Slide 16 of 27
Part 3 · ScenariosSlide 16
Slide 16 · Scenario 3
Medical FAQ Chatbot Gives Dangerous Guidance.
OWASP Scenario 3, grounded in the Air Canada ruling.
SCENARIO 3
Medical FAQ Chatbot Gives Dangerous Guidance
A healthcare company deploys a general-purpose LLM as a patient-facing FAQ chatbot, handling questions about medications, symptoms, and care instructions. A patient asks about combining two prescription medications they have been prescribed. The chatbot responds with a confident, clinically-toned answer that the combination is safe. It is not. The patient follows the chatbot’s guidance. The Air Canada ruling establishes precedent: the company is liable for what its deployed LLM says.
Why it matters: General-purpose LLMs are not domain-validated for clinical accuracy. The same model that writes marketing copy will answer drug interaction questions with identical confidence — regardless of whether it is right.
The OWASP Language

OWASP warns that a company providing a chatbot for medical use “without ensuring sufficient accuracy” creates liability.

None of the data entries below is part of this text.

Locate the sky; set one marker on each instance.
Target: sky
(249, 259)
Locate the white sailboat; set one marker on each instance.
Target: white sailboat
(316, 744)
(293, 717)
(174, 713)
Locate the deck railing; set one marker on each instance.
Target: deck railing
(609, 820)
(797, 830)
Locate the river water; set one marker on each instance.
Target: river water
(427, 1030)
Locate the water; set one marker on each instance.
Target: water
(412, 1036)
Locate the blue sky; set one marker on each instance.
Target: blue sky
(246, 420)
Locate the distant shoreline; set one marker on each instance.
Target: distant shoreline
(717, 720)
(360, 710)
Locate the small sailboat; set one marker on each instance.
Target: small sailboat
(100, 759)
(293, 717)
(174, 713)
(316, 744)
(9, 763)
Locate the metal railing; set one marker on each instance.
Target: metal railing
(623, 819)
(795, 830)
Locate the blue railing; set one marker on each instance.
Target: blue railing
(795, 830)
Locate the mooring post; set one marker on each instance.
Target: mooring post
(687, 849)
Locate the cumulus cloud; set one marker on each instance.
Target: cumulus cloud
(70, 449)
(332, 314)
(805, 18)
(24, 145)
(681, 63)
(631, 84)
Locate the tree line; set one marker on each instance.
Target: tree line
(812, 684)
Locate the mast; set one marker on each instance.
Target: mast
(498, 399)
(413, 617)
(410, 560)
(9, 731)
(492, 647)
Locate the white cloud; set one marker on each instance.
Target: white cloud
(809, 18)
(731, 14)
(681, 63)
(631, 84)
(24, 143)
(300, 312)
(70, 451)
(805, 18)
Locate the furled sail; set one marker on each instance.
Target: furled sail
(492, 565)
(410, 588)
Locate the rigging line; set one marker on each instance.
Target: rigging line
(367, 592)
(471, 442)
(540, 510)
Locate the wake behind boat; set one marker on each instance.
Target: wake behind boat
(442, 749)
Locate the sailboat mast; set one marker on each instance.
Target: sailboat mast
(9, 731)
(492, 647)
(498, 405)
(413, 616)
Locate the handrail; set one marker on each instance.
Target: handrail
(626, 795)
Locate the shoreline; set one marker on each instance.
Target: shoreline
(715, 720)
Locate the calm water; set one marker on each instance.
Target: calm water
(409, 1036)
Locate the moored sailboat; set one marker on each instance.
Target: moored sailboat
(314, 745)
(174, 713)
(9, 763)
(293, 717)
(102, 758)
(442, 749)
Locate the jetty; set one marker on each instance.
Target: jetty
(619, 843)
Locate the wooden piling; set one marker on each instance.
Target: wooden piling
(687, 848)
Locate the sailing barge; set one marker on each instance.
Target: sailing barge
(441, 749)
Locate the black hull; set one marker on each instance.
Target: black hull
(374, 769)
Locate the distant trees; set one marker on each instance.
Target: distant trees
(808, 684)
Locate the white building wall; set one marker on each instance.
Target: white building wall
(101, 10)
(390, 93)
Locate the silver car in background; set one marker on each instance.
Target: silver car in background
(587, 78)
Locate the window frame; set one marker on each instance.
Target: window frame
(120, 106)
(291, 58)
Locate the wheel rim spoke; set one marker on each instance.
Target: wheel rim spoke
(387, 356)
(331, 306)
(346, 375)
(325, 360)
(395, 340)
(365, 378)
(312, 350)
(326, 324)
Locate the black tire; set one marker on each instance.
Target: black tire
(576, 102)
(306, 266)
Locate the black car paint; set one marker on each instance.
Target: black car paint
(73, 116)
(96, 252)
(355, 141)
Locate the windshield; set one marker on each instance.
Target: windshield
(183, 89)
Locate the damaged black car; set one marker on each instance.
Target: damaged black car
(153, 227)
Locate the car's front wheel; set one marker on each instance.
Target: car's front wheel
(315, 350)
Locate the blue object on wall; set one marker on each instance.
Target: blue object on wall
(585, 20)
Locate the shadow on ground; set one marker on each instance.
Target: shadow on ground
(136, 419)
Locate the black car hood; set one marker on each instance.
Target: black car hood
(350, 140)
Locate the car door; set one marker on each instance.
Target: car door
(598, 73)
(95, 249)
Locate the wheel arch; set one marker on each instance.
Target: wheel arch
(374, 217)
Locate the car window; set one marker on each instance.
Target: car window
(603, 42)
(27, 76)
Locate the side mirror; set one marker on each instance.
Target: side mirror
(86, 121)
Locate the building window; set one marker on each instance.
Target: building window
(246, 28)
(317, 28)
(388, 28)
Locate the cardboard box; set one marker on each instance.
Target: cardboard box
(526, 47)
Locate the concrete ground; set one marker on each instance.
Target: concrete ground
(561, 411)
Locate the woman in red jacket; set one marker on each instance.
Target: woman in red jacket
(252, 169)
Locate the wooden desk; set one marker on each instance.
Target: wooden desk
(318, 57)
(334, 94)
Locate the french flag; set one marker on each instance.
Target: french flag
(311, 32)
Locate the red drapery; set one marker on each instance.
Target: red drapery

The Air Canada ruling confirms that “the AI said it” is not a viable legal defense.

What Would Have Prevented It

Domain-specific validation before deployment: RAG grounded in clinical databases, mandatory clinical review of chatbot responses, refusal to answer drug interaction questions directly, and clear UX disclaimers that the chatbot is not a medical provider.